About This Webinar
The discovery of unconventional optical designs via machine learning promises to advance on-chip circuitry, imaging, sensing, energy, and quantum information technology. In this talk, Alexandra Boltasseva of Purdue University discusses photonic design approaches and emerging material platforms for showcasing machine learning-assisted topology optimization for optical metasurface designs with applications in thermophotovoltaics, reflective optics, quantum photonic circuitry, and lightsail technology. She demonstrates the effectiveness of autoencoders for compressing the vast design space of metasurfaces into a smaller search space.
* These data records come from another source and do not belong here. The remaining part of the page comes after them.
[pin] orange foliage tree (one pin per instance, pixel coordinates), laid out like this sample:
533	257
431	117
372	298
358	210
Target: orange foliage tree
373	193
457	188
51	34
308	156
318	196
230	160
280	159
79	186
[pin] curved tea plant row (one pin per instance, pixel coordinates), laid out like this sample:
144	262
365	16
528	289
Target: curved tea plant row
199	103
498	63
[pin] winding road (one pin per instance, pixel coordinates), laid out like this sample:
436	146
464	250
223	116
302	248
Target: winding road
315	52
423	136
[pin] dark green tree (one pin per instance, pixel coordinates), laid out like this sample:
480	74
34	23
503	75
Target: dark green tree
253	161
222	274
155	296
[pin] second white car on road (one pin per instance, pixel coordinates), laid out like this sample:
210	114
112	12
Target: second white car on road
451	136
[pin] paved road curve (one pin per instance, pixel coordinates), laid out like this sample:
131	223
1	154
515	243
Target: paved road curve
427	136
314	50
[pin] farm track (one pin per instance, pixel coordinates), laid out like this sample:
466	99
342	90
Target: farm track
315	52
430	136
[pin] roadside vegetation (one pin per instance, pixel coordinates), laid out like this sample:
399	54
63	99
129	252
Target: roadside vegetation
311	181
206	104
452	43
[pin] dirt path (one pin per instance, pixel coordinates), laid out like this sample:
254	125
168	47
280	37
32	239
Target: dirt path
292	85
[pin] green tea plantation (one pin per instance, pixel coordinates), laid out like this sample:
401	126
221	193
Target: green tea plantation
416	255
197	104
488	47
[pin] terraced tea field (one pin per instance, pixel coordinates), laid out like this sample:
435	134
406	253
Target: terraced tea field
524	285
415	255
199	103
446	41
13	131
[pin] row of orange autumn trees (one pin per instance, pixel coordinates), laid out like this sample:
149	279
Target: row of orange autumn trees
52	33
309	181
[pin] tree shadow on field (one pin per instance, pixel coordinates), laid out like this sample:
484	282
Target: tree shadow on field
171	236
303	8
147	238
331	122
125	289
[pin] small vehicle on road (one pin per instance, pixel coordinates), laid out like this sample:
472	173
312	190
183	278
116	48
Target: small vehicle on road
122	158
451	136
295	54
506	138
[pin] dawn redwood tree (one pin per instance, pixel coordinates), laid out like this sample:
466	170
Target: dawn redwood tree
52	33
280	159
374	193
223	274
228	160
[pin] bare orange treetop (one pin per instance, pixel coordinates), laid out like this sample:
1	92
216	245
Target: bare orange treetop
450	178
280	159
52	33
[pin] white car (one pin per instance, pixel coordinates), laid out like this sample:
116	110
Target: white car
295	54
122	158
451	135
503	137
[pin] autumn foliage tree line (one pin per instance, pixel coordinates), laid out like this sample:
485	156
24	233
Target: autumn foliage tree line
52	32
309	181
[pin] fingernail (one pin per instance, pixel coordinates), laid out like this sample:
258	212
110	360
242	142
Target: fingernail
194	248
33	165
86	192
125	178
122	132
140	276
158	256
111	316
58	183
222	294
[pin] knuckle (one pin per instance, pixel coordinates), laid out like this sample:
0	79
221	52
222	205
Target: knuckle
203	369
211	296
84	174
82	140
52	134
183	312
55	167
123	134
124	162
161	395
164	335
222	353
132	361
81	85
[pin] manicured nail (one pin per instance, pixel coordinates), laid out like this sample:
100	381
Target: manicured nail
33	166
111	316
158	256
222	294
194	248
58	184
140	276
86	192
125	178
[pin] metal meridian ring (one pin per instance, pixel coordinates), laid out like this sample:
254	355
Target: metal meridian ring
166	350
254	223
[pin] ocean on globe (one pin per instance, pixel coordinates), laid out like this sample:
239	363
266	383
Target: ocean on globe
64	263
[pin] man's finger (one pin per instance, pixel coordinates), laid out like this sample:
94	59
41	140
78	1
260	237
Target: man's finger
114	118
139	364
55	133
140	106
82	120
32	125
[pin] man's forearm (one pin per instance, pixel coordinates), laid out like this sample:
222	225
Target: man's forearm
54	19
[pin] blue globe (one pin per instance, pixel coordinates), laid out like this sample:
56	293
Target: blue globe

By employing global optimization via adjoint methods or quantum annealing, one can find the optimal metasurface designs within the smaller space constructed by the autoencoder. The techniques employed in this work extend well beyond the metasurface optimization space and into many inverse design problems for engineering and physics. Machine learning approaches are also applied to advance quantum measurements and superresolution imaging.
Who should attend:
Researchers, engineers, R&D scientists, and manufacturers who design optics or work with machine learning in their industry or use imaging, sensing, quantum, reflective optics, metrology, and thermophotovoltaics in their work. Those who are interested in nano-photonics and quantum photonics who work with optical metasurface design.
About the presenter:
Alexandra Boltasseva, Ph.D., is a Ron and Dotty Garvin Tonjes Professor of electrical and computer engineering with courtesy appointment in materials engineering at Purdue University. She received her doctorate in electrical engineering at Technical University of Denmark (DTU) in 2004. Boltasseva specializes in nanophotonics, quantum photonics, and optical materials. She is the 2023 recipient of the R.W. Wood Prize from Optica (formerly OSA, the Optical Society of America), the 2022 Guggenheim Fellow, a 2018 Blavatnik National Award for Young Scientists Finalist, and received the 2013 Institute for Electrical and Electronics Engineers (IEEE) Photonics Society Young Investigator Award, 2013 Materials Research Society (MRS) Outstanding Young Investigator Award, the 2011 MIT Technology Review Top Young Innovator (TR35), the 2009 Young Researcher Award in Advanced Optical Technologies from the University of Erlangen-Nuremberg, Germany, and the Young Elite-Researcher Award from the Danish Council for Independent Research in 2008. She is a fellow of the National Academy of Inventors (NAI) (2020), MRS (2021), IEEE (2020), Optica (2017), and SPIE, the International Society for Optical Engineers (2015). She served on the MRS Board of Directors from 2014 to 2016 and was past editor-in-chief for the Optical Materials Express journal, Optica Publishing group from 2016 to 2021.